El quinto disparo del tirador de primera Santiago Laguardia acertó al miliciano Abundio Martos en el ojo izquierdo y le voló la tapa de los sesos debajo de la gorrilla cuartelera. Al auxiliar de tiro Bartolomé Linares le salpicó en la cara la sangre de su compañero. Le faltó tiempo para cargar con la ametralladora y abandonar aquella posición para parapetarse una docena de metros más abajo detrás de un tronco horquillado. Quedaban tres cargadores completos y aquello no tenía dazas de acabarse. «¿Qué hace el cabrón del ruso que no arranca el avión?».
Introdujo un cargador. Le apuntó a la pila de madera que veía a la izquierda de la casa. De allí le había parecido que salían los disparos. Abrió fuego.
Una bala le silbó cerca de la oreja y quebró una rama mediana.
«¡Ese cabrón ya sabe dónde estoy!», pensó el miliciano Linares, y le dirigió una furiosa ráfaga.
En medio del fragor de los disparos sonó un petardeo distinto. Cazalilla y Eufrasio se miraron y sonrieron. Por fin, el avión.
—En cuanto levante el vuelo, a recoger el petate —dijo Eufrasio.
Cazalilla no dijo nada, pero tenía el barrunto de que tal como se habían puesto las cosas iba a ser difícil recoger el petate.
—Para mí que hay más legionarios de los que hemos visto —supuso el cabo Eufrasio—. Todo ese tiroteo no lo lían tres o cuatro.
El sargento no opinó.
—Yo creo que nos estaban esperando —insistió el cabo.
—Puede que sí.
—¿Qué hacemos?
—¿Qué coño vamos a hacer? —dijo el sargento malhumorado.
—Irnos. Aquí ya no arreglamos nada.
Juan de Lenin miró de hito en hito a su subordinado.
—Vete tú, si quieres. A mí no me van a hacer chaquetear ésos. ¡Para cojones yo!
—No sabemos cuántos son. Pueden ser muchos.

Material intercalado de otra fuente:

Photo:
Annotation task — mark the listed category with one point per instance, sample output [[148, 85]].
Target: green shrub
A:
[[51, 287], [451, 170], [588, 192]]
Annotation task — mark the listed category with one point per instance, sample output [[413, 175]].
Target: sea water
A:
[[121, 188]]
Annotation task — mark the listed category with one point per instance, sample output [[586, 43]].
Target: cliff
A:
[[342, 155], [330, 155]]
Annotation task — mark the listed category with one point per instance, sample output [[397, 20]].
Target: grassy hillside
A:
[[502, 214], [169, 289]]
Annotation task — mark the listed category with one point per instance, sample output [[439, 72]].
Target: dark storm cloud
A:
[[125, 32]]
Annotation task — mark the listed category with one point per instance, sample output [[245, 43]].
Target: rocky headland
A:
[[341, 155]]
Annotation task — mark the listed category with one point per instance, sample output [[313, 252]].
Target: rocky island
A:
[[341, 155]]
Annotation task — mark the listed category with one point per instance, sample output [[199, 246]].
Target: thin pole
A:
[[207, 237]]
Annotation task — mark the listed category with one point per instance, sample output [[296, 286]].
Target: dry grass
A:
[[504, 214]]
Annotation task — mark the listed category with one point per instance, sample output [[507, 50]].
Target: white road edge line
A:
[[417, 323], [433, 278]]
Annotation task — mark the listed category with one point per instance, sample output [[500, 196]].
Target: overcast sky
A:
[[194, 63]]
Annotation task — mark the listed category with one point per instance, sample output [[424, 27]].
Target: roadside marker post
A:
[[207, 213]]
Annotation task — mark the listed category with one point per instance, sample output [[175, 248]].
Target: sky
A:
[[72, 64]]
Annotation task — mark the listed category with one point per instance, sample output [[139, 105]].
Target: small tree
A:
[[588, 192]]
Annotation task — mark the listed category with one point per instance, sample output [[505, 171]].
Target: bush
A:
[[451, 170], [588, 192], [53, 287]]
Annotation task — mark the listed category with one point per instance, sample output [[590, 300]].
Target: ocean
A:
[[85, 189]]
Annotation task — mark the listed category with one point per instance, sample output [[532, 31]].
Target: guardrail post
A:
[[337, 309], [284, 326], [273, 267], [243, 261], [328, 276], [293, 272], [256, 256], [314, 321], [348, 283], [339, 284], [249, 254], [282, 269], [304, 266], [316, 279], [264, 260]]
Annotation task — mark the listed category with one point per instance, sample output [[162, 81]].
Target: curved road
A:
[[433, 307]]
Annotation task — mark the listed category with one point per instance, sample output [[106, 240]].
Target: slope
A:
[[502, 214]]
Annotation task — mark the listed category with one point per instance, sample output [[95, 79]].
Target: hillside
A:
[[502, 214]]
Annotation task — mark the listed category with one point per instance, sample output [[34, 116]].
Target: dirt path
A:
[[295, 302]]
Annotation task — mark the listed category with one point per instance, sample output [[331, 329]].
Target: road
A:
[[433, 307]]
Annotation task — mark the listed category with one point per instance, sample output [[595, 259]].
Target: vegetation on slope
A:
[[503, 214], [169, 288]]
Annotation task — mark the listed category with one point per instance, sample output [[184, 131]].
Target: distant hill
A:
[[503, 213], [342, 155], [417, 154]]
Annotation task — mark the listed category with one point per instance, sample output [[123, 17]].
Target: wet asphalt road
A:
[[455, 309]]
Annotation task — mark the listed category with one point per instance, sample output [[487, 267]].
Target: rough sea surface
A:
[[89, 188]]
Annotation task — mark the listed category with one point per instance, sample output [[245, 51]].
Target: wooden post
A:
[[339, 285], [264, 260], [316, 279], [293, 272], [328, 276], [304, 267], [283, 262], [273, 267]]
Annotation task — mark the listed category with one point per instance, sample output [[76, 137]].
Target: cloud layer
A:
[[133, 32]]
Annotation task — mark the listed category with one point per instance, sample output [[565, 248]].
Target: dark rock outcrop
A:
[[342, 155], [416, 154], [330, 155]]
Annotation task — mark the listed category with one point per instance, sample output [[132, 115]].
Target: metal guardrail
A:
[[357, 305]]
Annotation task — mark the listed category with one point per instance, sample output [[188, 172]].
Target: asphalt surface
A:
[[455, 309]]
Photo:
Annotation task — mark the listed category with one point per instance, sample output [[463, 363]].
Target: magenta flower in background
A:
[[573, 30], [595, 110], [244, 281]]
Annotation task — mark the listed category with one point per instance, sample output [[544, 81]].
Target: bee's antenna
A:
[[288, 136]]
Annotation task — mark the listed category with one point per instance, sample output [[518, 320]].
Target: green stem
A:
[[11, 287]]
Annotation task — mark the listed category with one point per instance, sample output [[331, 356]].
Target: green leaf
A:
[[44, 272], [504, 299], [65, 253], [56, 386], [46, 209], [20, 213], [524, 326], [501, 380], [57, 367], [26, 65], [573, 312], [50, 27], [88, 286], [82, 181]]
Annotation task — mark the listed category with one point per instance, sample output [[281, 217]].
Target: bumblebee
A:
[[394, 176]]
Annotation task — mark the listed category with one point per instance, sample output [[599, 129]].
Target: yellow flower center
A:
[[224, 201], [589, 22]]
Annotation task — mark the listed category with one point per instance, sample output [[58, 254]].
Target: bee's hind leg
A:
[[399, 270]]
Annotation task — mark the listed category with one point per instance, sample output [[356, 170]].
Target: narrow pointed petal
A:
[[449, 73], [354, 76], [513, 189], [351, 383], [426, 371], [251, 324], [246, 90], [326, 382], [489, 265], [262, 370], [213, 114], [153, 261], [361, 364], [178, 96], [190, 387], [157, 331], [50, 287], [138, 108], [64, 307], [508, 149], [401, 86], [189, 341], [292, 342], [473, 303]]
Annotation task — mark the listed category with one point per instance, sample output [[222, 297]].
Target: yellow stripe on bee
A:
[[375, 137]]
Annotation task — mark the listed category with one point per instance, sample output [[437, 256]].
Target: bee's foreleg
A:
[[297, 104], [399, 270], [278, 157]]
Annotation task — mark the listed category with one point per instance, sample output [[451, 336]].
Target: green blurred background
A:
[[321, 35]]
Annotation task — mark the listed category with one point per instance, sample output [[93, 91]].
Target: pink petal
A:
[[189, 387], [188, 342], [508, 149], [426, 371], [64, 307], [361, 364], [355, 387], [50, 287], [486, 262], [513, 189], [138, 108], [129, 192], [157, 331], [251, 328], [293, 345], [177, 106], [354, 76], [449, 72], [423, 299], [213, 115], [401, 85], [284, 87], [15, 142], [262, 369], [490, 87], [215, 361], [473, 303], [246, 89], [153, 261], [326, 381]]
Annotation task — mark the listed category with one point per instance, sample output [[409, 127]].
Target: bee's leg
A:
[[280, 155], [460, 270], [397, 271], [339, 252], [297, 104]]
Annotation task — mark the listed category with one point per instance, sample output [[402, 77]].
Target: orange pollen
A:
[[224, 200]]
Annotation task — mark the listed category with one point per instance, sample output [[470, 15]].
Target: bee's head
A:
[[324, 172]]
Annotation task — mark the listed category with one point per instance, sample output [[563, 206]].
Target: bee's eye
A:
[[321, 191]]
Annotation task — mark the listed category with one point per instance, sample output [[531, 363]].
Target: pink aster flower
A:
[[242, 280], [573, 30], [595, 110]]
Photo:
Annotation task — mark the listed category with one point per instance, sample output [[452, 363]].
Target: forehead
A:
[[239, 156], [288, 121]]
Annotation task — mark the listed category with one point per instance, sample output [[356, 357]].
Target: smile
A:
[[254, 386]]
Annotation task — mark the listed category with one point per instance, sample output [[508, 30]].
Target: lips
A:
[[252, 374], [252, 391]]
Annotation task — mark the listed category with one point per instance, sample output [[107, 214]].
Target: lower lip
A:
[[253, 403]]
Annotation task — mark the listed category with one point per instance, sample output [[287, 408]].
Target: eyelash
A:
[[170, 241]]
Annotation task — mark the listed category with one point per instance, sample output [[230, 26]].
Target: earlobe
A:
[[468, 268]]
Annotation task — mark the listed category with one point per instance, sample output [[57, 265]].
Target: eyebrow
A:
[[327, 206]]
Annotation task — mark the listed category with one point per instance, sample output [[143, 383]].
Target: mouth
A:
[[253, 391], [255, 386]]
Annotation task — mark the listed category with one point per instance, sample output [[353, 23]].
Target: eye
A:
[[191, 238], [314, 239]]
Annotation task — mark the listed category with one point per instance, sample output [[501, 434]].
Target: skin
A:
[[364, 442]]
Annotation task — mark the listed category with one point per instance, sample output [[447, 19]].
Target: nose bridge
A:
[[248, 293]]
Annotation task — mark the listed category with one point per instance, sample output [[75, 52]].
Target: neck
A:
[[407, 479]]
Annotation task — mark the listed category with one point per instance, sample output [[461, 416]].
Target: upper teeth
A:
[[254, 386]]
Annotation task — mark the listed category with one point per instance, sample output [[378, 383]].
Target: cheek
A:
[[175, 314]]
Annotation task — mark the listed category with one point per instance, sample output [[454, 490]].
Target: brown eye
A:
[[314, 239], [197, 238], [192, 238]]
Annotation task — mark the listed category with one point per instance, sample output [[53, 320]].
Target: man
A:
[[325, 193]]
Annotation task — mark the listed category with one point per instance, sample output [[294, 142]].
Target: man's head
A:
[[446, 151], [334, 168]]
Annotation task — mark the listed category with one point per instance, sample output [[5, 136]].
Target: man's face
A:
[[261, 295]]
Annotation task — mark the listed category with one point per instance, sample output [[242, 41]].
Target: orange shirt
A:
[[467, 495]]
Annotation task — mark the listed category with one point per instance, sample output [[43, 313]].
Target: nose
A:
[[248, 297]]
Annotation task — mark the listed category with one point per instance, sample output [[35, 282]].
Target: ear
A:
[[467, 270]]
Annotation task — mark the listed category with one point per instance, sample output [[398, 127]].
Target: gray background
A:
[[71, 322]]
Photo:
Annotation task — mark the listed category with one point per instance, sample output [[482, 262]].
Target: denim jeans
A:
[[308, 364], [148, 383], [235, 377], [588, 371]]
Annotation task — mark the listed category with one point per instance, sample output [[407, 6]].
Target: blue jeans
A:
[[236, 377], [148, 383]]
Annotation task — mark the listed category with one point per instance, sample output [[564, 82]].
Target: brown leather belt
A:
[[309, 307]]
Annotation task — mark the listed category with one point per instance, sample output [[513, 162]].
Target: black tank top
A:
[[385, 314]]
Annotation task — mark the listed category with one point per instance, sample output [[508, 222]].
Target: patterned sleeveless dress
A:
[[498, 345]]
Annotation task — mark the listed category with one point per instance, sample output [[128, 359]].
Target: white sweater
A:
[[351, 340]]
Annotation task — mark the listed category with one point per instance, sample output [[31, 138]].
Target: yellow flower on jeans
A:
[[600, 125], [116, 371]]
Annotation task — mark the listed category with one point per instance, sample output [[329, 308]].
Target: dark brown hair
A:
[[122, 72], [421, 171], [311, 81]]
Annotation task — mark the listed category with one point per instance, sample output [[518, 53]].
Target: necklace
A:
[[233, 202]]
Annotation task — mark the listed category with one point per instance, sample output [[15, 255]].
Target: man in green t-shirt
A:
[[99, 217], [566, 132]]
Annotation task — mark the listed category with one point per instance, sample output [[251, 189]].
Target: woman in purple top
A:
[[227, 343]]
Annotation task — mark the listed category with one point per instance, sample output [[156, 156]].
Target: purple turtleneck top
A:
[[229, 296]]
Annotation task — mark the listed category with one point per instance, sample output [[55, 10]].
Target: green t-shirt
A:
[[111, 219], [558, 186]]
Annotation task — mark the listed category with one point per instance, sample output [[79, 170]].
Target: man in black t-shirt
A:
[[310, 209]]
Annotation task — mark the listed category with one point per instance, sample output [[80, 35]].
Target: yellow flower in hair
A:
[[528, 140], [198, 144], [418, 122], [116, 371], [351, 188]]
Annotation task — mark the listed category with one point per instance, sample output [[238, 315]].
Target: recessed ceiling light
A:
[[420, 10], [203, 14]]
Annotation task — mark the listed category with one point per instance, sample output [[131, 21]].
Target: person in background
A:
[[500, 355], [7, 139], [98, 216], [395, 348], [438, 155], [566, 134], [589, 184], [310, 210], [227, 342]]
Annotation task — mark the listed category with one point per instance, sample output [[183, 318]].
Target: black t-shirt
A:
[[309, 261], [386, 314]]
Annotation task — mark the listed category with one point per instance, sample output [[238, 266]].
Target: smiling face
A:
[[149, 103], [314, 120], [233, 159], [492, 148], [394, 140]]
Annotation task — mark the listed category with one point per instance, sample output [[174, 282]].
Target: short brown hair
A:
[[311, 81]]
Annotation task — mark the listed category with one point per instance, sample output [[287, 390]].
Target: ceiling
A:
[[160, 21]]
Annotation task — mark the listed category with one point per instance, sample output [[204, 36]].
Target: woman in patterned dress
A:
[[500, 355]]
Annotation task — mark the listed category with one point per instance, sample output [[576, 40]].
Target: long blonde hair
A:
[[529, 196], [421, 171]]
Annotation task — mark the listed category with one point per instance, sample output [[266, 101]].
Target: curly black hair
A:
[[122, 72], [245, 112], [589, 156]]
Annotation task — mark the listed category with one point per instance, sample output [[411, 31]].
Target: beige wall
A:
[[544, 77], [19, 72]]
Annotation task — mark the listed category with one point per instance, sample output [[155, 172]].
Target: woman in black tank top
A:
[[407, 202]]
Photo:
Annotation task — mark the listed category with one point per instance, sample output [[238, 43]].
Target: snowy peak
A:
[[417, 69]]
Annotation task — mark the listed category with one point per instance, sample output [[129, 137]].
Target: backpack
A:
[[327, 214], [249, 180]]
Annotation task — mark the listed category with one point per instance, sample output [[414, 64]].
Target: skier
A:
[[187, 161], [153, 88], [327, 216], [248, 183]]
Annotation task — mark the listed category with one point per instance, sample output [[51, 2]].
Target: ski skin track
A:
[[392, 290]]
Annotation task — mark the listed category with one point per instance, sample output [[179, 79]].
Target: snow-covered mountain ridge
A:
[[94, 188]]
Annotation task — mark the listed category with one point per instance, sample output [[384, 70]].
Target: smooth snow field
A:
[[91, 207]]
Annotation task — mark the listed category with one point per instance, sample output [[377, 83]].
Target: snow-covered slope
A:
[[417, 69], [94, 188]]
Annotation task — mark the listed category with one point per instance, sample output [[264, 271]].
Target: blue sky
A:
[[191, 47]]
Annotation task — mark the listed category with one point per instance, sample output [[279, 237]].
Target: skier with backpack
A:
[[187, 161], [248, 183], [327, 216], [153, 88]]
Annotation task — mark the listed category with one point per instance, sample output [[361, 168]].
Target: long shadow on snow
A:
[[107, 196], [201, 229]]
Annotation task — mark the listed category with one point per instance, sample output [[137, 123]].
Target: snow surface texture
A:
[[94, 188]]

El sargento Cazalilla se quedó pensando. Se imaginó regresando al regimiento con las manos vacías, se vio dando el parte al teniente Peláez, que lo recibiría con el palillo de dientes en la comisura de la boca y la sonrisilla de ya sabía yo. Se imaginó en la cama con la Pechos, después de que otros le hubieran ido con el cuento de que su héroe había regresado sin hombres y sin ametralladora, con las orejas mojadas porque había muchos legionarios.
Suspiró Cazalilla.
—¿Sabes lo que te digo?
—¿Qué?
—Que ya he vivido bastante. A mí no me moja la oreja un fascista. —Apretó los dientes hasta que rechinaron y añadió entre lágrimas—: ¡No me la moja ni Dios!
—¡Nos van a matar, Juan de Dios!
—¡Nos van a matar, no; vamos a morir, que no es igual! Y tú si quieres ponte a salvo y sigue desfilando con los reclutas, que es lo tuyo.
El Cabo Tararí acusó el golpe. Bajó la cabeza y permaneció pensativo. Una bala perdida segó las ramas altas, desprendiendo algunas hojas. El sargento replicó con otro disparo. Eufrasio emitió un suspiro resignado.
—¿Qué pasa? ¿No te vas?
Eufrasio Escañuela Morcillo, el Cabo Tararí, abrió dos veces la boca para decir algo. Los ojos se le llenaron de lágrimas. Apretó las mandíbulas y tragó saliva.
—¡Vamos a morir como buenos, Juan de Dios! —propuso con voz emocionada—. ¡Van a ver esos cabrones los cojones que gastamos!
Y agazapándose detrás de una encina corrió el cerrojo, introdujo un proyectil en la recámara, apuntó y disparó.
Todo el valle retumbaba de disparos y ecos.